Reproducibility is a minimal prerequisite for the creation of new knowledge and scientific progress, but defining precisely what it means for a scientific study to be “reproducible” is complex and has been the subject of considerable effort by both individual researchers and organizations like the National Academies of Science, Engineering, and Medicine. First, it is important to distinguish between the notions of reproducibility and replication. A study is reproducible if, given access to the underlying data and analysis code, an independent group can obtain the same result observed in the original study. However, being reproducible does not imply that a study is correct, only that the results were able to be verified by a different group not involved in the original study. A study is replicable if an independent group studying the same phenomenon reaches the same conclusion after performing the same set of experiments or analyses after collecting new data.

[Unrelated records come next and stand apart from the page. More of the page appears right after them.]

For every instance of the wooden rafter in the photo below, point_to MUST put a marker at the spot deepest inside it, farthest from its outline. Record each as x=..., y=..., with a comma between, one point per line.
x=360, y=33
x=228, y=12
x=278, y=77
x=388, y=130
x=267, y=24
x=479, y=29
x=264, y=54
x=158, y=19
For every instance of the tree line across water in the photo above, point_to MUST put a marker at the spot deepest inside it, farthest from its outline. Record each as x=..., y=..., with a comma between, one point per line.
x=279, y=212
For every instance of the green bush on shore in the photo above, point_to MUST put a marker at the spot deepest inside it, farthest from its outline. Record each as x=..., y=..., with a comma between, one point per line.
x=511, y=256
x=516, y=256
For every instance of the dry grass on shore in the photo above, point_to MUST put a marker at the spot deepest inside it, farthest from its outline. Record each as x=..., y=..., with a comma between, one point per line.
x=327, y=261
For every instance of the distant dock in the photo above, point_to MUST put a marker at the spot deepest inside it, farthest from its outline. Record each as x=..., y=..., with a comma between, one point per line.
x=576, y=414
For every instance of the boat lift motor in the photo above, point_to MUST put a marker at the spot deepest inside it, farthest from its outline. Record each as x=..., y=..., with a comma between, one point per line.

The discussion around reproducibility and replication has primarily focused on traditional statistical models and the results from randomized clinical trials, but these considerations can and should apply equally to machine learning studies. Challenges to reproducibility and replication include confounding, multiple hypothesis testing, randomness inherent to the analysis procedure, incomplete documentation, and restricted access to the underlying data and code. The last concern, data access, is especially germane for medicine, as privacy barriers are important considerations for data sharing. However, by definition, replication does not require access to the original data or code because a replication exercise examines the extent to which the original phenomenon generalizes to new contexts and new populations.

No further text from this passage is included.